Stock Bias Test Results

I ran a post on Friday titled, Stock Bias Test, which has become one of the more popular pages on my site in only a few days. My site doesn’t generate a large number of comments per blog post, maybe 2 to 4 per post on average, but this topic got more than 30 people to respond (a huge success in my “comments world”). I guess I do a poor job in sparking conversation based on what I write.

Anyway, everyone seemed to like the exercise of analyzing the charts without a ticker symbol or frame of time.

I asked a few questions:

  • Which stock would you buy below based on the nameless & dateless charts? (listed 1,2,3,4)
  • How would you rank them in order of technical characteristics?
  • Would you avoid buying of any of the stocks below based on price and volume?
  • Would you short any of the stocks below?

Overall, many of you struck out and did not get the analysis right but I do have to say a that a few of you did a wonderful job.

The best response in the comments that I could find clearly comes from Alex who runs a blog on his google pages.
He nailed every chart (I wonder if he figured them out) as a few of you did.

#1 is the strongest buy.

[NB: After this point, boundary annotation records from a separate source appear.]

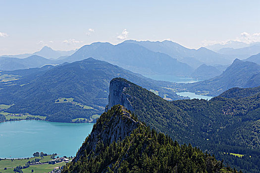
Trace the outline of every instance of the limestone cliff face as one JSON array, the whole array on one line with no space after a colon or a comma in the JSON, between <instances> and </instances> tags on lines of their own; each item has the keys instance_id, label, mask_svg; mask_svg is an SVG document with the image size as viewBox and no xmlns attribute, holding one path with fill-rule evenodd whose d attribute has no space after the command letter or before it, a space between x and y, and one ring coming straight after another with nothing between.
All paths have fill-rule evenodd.
<instances>
[{"instance_id":1,"label":"limestone cliff face","mask_svg":"<svg viewBox=\"0 0 260 173\"><path fill-rule=\"evenodd\" d=\"M135 121L132 115L123 106L115 105L104 113L94 125L90 135L86 138L79 149L74 161L77 162L84 156L85 150L90 153L98 149L98 145L108 146L113 141L123 140L139 126L143 125Z\"/></svg>"},{"instance_id":2,"label":"limestone cliff face","mask_svg":"<svg viewBox=\"0 0 260 173\"><path fill-rule=\"evenodd\" d=\"M115 105L124 106L128 110L133 111L133 108L129 101L131 96L124 93L124 91L131 86L131 83L122 78L115 78L111 81L108 96L108 109Z\"/></svg>"}]
</instances>

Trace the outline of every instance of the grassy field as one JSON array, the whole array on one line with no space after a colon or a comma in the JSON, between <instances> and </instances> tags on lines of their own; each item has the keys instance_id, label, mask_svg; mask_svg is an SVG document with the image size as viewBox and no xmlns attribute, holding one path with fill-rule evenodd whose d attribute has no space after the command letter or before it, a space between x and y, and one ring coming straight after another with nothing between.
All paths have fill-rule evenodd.
<instances>
[{"instance_id":1,"label":"grassy field","mask_svg":"<svg viewBox=\"0 0 260 173\"><path fill-rule=\"evenodd\" d=\"M99 118L100 117L100 115L95 114L95 115L92 115L92 118L93 119L95 119L96 118Z\"/></svg>"},{"instance_id":2,"label":"grassy field","mask_svg":"<svg viewBox=\"0 0 260 173\"><path fill-rule=\"evenodd\" d=\"M29 159L14 159L12 161L9 159L5 159L0 161L0 172L2 173L13 173L14 168L18 166L23 166L25 165L25 164L29 161L32 161L35 159L40 159L41 157L35 157L30 158ZM43 159L40 160L42 163L48 162L52 160L50 156L47 156L44 157ZM63 165L65 165L64 162L59 163L55 165L50 164L43 164L40 165L31 165L30 167L25 169L22 169L23 173L31 173L32 170L34 170L34 173L48 173L52 170L54 168L61 167ZM4 170L4 168L6 168L7 169Z\"/></svg>"},{"instance_id":3,"label":"grassy field","mask_svg":"<svg viewBox=\"0 0 260 173\"><path fill-rule=\"evenodd\" d=\"M41 159L41 157L35 157L27 159L14 159L12 161L10 159L5 159L0 161L0 171L2 172L2 169L4 169L4 168L8 167L16 167L17 166L24 166L25 164L27 163L29 161L30 162L34 160L35 159ZM45 162L50 161L52 160L50 156L44 156L43 159L41 159L40 162Z\"/></svg>"},{"instance_id":4,"label":"grassy field","mask_svg":"<svg viewBox=\"0 0 260 173\"><path fill-rule=\"evenodd\" d=\"M59 163L54 165L44 164L41 165L30 166L30 167L23 169L24 173L29 173L33 170L34 173L47 173L51 172L54 168L61 167L65 165L64 162ZM2 173L4 173L3 172Z\"/></svg>"},{"instance_id":5,"label":"grassy field","mask_svg":"<svg viewBox=\"0 0 260 173\"><path fill-rule=\"evenodd\" d=\"M172 99L170 98L168 98L167 96L168 96L168 94L163 94L163 99L168 101L172 100Z\"/></svg>"},{"instance_id":6,"label":"grassy field","mask_svg":"<svg viewBox=\"0 0 260 173\"><path fill-rule=\"evenodd\" d=\"M6 109L9 108L9 107L10 107L11 106L13 106L13 105L14 105L14 104L0 104L0 109Z\"/></svg>"},{"instance_id":7,"label":"grassy field","mask_svg":"<svg viewBox=\"0 0 260 173\"><path fill-rule=\"evenodd\" d=\"M94 109L93 107L84 105L81 103L76 102L73 101L74 98L72 97L66 98L66 97L61 97L55 100L55 103L71 103L76 105L78 105L83 108L83 109Z\"/></svg>"},{"instance_id":8,"label":"grassy field","mask_svg":"<svg viewBox=\"0 0 260 173\"><path fill-rule=\"evenodd\" d=\"M0 82L7 82L15 81L21 78L19 75L4 74L0 76Z\"/></svg>"},{"instance_id":9,"label":"grassy field","mask_svg":"<svg viewBox=\"0 0 260 173\"><path fill-rule=\"evenodd\" d=\"M86 118L75 118L75 119L72 119L72 122L75 122L77 120L79 120L79 121L82 120L82 121L88 121L88 120Z\"/></svg>"},{"instance_id":10,"label":"grassy field","mask_svg":"<svg viewBox=\"0 0 260 173\"><path fill-rule=\"evenodd\" d=\"M61 97L55 100L55 103L67 103L67 102L72 102L73 101L74 98L72 97L66 98L66 97ZM58 102L57 101L58 100Z\"/></svg>"},{"instance_id":11,"label":"grassy field","mask_svg":"<svg viewBox=\"0 0 260 173\"><path fill-rule=\"evenodd\" d=\"M17 120L26 120L27 117L32 117L35 118L40 118L41 120L45 120L46 119L46 117L41 116L40 115L24 115L22 117L12 116L11 115L5 116L5 118L7 120L10 120L10 119L15 119Z\"/></svg>"},{"instance_id":12,"label":"grassy field","mask_svg":"<svg viewBox=\"0 0 260 173\"><path fill-rule=\"evenodd\" d=\"M232 155L232 156L236 156L236 157L239 157L240 158L242 158L243 156L244 156L244 155L243 154L235 154L235 153L225 153L224 152L224 154L230 154L231 155Z\"/></svg>"},{"instance_id":13,"label":"grassy field","mask_svg":"<svg viewBox=\"0 0 260 173\"><path fill-rule=\"evenodd\" d=\"M150 91L154 92L155 94L156 94L157 95L159 95L159 91L156 91L155 89L150 89Z\"/></svg>"}]
</instances>

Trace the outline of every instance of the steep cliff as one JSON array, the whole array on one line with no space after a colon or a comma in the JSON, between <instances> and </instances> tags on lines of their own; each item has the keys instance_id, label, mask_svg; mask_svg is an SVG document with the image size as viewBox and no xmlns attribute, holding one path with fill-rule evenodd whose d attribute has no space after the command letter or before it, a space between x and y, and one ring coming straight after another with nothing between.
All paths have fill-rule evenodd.
<instances>
[{"instance_id":1,"label":"steep cliff","mask_svg":"<svg viewBox=\"0 0 260 173\"><path fill-rule=\"evenodd\" d=\"M94 126L62 173L233 173L191 145L180 146L122 106L113 106Z\"/></svg>"},{"instance_id":2,"label":"steep cliff","mask_svg":"<svg viewBox=\"0 0 260 173\"><path fill-rule=\"evenodd\" d=\"M114 78L111 81L108 96L108 109L116 104L124 105L127 109L133 111L133 107L129 100L131 96L124 93L126 88L132 84L122 78Z\"/></svg>"},{"instance_id":3,"label":"steep cliff","mask_svg":"<svg viewBox=\"0 0 260 173\"><path fill-rule=\"evenodd\" d=\"M98 144L102 143L106 146L113 141L123 140L141 125L142 123L135 120L125 107L119 105L114 106L98 120L74 161L78 161L80 156L84 155L85 150L87 153L95 152Z\"/></svg>"},{"instance_id":4,"label":"steep cliff","mask_svg":"<svg viewBox=\"0 0 260 173\"><path fill-rule=\"evenodd\" d=\"M253 161L260 160L259 87L233 88L208 101L167 101L116 78L110 82L110 107L117 104L131 106L139 120L178 142L197 146L244 172L260 172L260 165ZM251 157L235 161L225 151Z\"/></svg>"}]
</instances>

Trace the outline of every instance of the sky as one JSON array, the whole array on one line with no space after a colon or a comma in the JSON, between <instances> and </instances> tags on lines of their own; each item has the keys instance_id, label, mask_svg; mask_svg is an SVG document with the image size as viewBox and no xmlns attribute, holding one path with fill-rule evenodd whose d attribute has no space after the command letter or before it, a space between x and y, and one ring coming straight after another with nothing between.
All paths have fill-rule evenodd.
<instances>
[{"instance_id":1,"label":"sky","mask_svg":"<svg viewBox=\"0 0 260 173\"><path fill-rule=\"evenodd\" d=\"M260 0L0 0L0 55L45 45L168 40L188 48L260 41Z\"/></svg>"}]
</instances>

The last candle on #1 sets the high of the chart, therefore it’s moving into uncharted terrritory with no overhead sellers. Also, the last dip down to the 40-period line was on low and decreasing volume, thus few sellers there. Then it spiked off the 40-period MA with strong volume. Then it continued the uptrend for 5 candles.
#3 would be my second strongest buy for similar reasons, but I’d like to see what the next few candles do.
#2 & #4 I would leave alone because of the heavy selling volume on the last dips. But I wouldn’t short them because they are still above the 40-day MA.

I had to hide Aurelien’s answers for chart #3 as he guessed it: AAPL.

Steven Mac may have summed up the approach to the analysis the best by saying:

While the exercise is based upon price & volume alone or techincal aspects, for the record I wouldn’t move into a position unless I can see at least:

1) Risk-to-Reward.
2) RS Strength
3) Industry Group/Sister Stock Information
4) Fundamentals on Ownership
5) Overall Market Direction Factor

Overall – it was a great exercise and a wonderful success. I plan to do more of these in the future (possibly bi-weekly if everyone stays interested).

The original snapshots of the charts I uploaded on Friday are highlighted in blue (on the charts below). As you can see, #1 (BIDU) and #3 (AAPL) were super successful and #2 (MS) and #4 (BSC) broke down.

Proper risk/ reward setups and sell rules would have saved you from losing large amounts of money in MS and BSC so don’t worry if you got them wrong. Worry if you got it wrong and then avoided selling a clear loser.

Comments

  1. Wow…phew!!! Glad that it was just an exercise, I was going to buy Morgan Stanley…

  2. Same! My margin account would have been so delinquent that they would have had to repossess all of my ramen. 🙁

    Thanks a lot for the eye-opener – I knew they’d be big-name stocks, but didn’t quite suspect the charts would be from that long ago. Do more of these, please!

  3. It’s a good exercise but there are probably plenty of charts like BIDU’s that failed spectacularly.

    It’s fair to leave out the name but the ‘sector’ would be good to know. Obviously if you know that ‘x’ is a financial stock it’s probably going to drop.

    I mean — here’s a chart that I think is similar to BIDU — new high was hit on strong volume. In the energy sector.

    http://stockcharts.com/h-sc/ui?s=ACFN&p=D&yr=0&mn=9&dy=0&id=p99520663576

    So far — no massive breakout. If only you could cherry pick your own charts…

  4. I didn’t put my 2 cents in because you had plenty of comments but I did the exercise in my head and yes, number one looked like the stongest to buy. Which I believe you said that was bidu, thanks for the exercise.

  5. a5,
    Sector would be good to know as noted in the highlighted comments above but that wasn’t the point of the exercise. You mention “financial” and immediately form a bias.

    I understand that stocks move in groups but look at the bias you already formed.

    ACFM looks nothing like BIDU at $6 per share and average volume of 40k shares per day. No institutional support with your stock.

    BIDU was doing millions per day at the start of the run and 20 million per week during the run – clear institutional support.

  6. I think i need to buy Brian’s book.
    Thanks Chris

  7. chris,

    thanks for u r post , i do look for it.

    question – are you increasing u r position in SOL as it is beaten down so much. I am looking at some long date calles.

    please let me know ur thoughts.

    thanks

  8. Aurelien says

    Excellent idea Chris! I’m annoyed that I did not figure out that #1 was BIDU as I had options on it when it made its move up from 90 to 130. Unfortunately, I books my profit then instead of holdign on.